Further to go
Despite these advances, CFA Institute, which represents investment professionals around the world, believes that today’s financial reporting system has a long way to go in adopting technologies that will make data more helpful to users.
It says current reporting requirements still presume that humans consume the information, and much of the annual report is not in a machine-readable format, which would be more useful. One major improvement, it suggests, would be for preparers to structure data at an early stage in the reporting process, rather than adding tags later.
Mohini Singh, CFA Institute’s Director of Financial Reporting Policy, says she welcomes regulators’ emerging support of inline XBRL (iXBRL), a process that supports early structuring by allowing preparers to incorporate XBRL tags into an HTML-formatted financial statement, rather than filing a separate XBRL document. But she adds that there is still an urgent need for education.
“We surveyed our members in September 2016 and 90% said they were not familiar or not up to date with XBRL,” she says.
“Often, that is because of the many problems with the quality of data being filed [in some countries]. Where the data isn’t clean, data providers are having to clean it, which makes it costlier.”
Toomse-Smith adds that the introduction of the European Single Electronic Format will also have a major effect. From 2020, this will require all European Union listed companies to produce their annual reports in Extensible Hypertext Markup Language (XHTML) with tagged primary statements.
“This will mean that data is more accessible and usable and could lead to innovation in this space,” he says.

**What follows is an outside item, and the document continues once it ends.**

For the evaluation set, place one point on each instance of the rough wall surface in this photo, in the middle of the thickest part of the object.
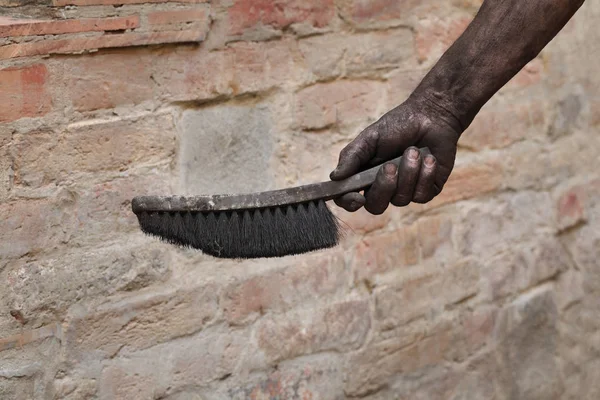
(492, 291)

Use of electronic platforms where data sources can be married together effectively is also increasingly important, according to Castagno.
“I use a program called AlphaSense, which locates filings and transcripts extremely quickly,” he says. “And we are increasingly using technologies such as Tableau, Spotfire or QlikView that can handle extremely large data sets much more efficiently than an Excel spreadsheet can.”

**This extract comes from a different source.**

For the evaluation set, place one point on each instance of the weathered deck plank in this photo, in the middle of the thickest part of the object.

Jeff Casson, Investment Director, Global Emerging Markets, at Martin Currie Investment Management, agrees with Singh that regulators should require more standardization of data.
“Without standardization, individual companies will report different information to the extent that it becomes too much to process, materiality is lost and transparency is reduced, not enhanced,” he says. “Standardization also allows companies to engage more proactively with management on nonfinancial aspects of their business, such as environmental, social and governance (ESG) issues and strategic planning.”

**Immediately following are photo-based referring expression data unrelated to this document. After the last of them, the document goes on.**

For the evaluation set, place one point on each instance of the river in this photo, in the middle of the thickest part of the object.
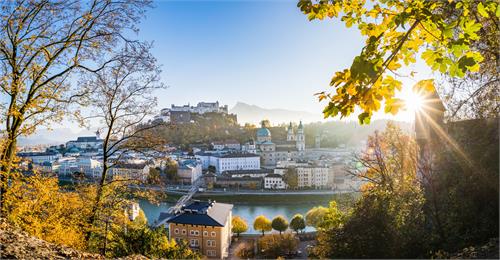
(249, 207)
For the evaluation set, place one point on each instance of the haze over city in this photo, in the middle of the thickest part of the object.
(266, 129)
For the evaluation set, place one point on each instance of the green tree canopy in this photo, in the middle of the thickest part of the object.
(280, 224)
(396, 33)
(263, 224)
(315, 215)
(298, 223)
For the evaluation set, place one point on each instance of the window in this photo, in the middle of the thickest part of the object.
(211, 243)
(194, 242)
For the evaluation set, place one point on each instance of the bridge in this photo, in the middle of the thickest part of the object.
(184, 199)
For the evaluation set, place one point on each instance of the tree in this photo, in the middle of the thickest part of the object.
(36, 205)
(265, 123)
(291, 178)
(239, 225)
(154, 176)
(136, 237)
(298, 223)
(315, 215)
(396, 32)
(43, 45)
(278, 246)
(122, 100)
(280, 224)
(389, 211)
(261, 223)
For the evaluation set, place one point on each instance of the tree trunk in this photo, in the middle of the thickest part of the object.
(6, 161)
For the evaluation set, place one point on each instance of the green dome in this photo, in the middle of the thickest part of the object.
(263, 132)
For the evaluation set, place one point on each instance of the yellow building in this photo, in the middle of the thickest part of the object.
(205, 226)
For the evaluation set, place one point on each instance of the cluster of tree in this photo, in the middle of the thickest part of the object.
(203, 130)
(410, 216)
(458, 39)
(45, 47)
(39, 206)
(218, 127)
(279, 223)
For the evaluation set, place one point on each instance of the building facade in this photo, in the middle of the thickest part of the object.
(274, 182)
(135, 171)
(204, 226)
(313, 176)
(273, 152)
(189, 170)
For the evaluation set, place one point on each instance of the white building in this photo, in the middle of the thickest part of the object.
(189, 170)
(282, 150)
(228, 144)
(249, 147)
(86, 142)
(248, 173)
(40, 157)
(313, 176)
(134, 171)
(70, 165)
(274, 181)
(235, 161)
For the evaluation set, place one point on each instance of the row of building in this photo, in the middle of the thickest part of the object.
(182, 114)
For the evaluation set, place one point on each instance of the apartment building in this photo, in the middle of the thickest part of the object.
(204, 225)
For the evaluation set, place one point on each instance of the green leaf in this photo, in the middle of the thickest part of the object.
(482, 11)
(364, 118)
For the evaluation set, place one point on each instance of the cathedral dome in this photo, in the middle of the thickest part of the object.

Professional body Accountancy Europe has also carried out research with users. Deputy CEO Hilde Blomme says it agrees with the need for more structuring of financial and nonfinancial data, and that the current paper/PDF-based system that many companies use is “underwhelming.”
Accountancy Europe wants to encourage a more interactive approach to reporting through a so-called “core and more” concept. Blomme recommends that companies produce “a core executive summary, with key information that all users need, as quickly as possible. This would then connect to more detailed information for those who are interested.”